Note the probabilities can be retrieved by get_values and they add up to 1 again. If cardinality is missing, the discrete variable is assumed to be binary.

When there are evidence, the cardinality of evidence needs to be also specified.

[7]:
cpd_cancer_random = TabularCPD.get_random(
    variable="Cancer",
    cardinality = {"Cancer": 2, "Smoker": 2, "Pollution": 3},
    evidence=["Smoker", "Pollution"],
)
cpd_cancer_random.get_values()
[7]:
array([[0.30404579, 0.99344749, 0.47933983, 0.58564998, 0.54269003,
        0.28164646],
       [0.69595421, 0.00655251, 0.52066017, 0.41435002, 0.45730997,
        0.71835354]])
[8]:
cpd_cancer_random.get_values().sum(axis = 0)
[8]:
array([1., 1., 1., 1., 1., 1.])

Note again the probability table sums up to 1 for each column.

LinearGaussianCPD for continuous variables

We define CPDs for each variable.

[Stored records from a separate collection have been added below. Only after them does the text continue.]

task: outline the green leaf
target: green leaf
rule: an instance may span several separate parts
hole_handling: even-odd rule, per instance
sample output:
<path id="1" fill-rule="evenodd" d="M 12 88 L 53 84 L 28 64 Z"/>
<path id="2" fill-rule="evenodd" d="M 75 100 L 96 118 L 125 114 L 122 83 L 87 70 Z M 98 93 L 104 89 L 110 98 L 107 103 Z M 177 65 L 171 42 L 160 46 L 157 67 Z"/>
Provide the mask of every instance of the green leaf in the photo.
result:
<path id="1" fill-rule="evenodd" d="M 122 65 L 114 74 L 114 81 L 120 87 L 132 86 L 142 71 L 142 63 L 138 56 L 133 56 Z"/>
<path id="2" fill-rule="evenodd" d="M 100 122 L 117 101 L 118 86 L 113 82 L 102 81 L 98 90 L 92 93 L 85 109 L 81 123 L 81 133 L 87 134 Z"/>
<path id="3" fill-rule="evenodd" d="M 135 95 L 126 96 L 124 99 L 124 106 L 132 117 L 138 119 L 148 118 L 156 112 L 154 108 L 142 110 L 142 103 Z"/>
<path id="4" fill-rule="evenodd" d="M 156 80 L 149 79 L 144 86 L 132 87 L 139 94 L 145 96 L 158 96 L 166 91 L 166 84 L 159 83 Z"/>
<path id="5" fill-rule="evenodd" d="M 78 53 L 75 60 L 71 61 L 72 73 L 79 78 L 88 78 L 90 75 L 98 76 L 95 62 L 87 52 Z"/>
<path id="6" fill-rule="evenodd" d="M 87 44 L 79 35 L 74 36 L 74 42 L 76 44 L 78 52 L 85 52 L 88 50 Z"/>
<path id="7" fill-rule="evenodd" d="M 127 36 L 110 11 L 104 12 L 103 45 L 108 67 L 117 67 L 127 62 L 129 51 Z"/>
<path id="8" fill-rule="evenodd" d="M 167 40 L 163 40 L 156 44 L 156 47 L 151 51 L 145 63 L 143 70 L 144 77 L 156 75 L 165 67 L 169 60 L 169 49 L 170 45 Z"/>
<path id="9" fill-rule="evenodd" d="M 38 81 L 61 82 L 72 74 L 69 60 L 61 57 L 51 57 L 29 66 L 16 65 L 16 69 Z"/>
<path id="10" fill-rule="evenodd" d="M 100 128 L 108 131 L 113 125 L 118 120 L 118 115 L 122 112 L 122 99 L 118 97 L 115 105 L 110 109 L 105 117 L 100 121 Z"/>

LinearGaussianCPD assumes that each variable takes normal distribution. Assume Healthy and Wealthy variables have no parents (empty evidence).

[9]:
# Step 2: Define the CPDs.
from pgmpy.factors.continuous import LinearGaussianCPD
cpd_healthy = LinearGaussianCPD(variable="Healthy", beta=[4], std=2, evidence=[])
cpd_wealthy = LinearGaussianCPD(variable="Wealthy", beta=[2], std=3, evidence=[])

import pprint
pprint.pp(cpd_healthy)
pprint.pp(cpd_wealthy)
<LinearGaussianCPD: P(Healthy) = N(4; 2) at 0x15735ed20
<LinearGaussianCPD: P(Wealthy) = N(2; 3) at 0x1566c2930

Above we defined, Healthy as normal distribution with mean 4 and standard deviation 2, and wealthy with mean 2, and standard deviation 3. (Assume bigger variation in people’s wealth than health, bigger mean for health than wealth)

[10]:
cpd_happy = LinearGaussianCPD(
    variable="Happy",
    beta=[1, 3, 2],
    std=5,
    evidence=["Healthy", "Wealthy"],
)
pprint.pp(cpd_happy)
<LinearGaussianCPD: P(Happy | Healthy, Wealthy) = N(3*Healthy + 2*Wealthy + 1; 5) at 0x154160050

The Happy variable has mean 3*Healthy + 2*Wealthy + 1, this formula is determined by passing beta and evidence variables. Note that the first element of beta is the intercept (constant term). The rest of the elements in beta each match the evidence. The standard deviation of normal distribution of Happy is set by std.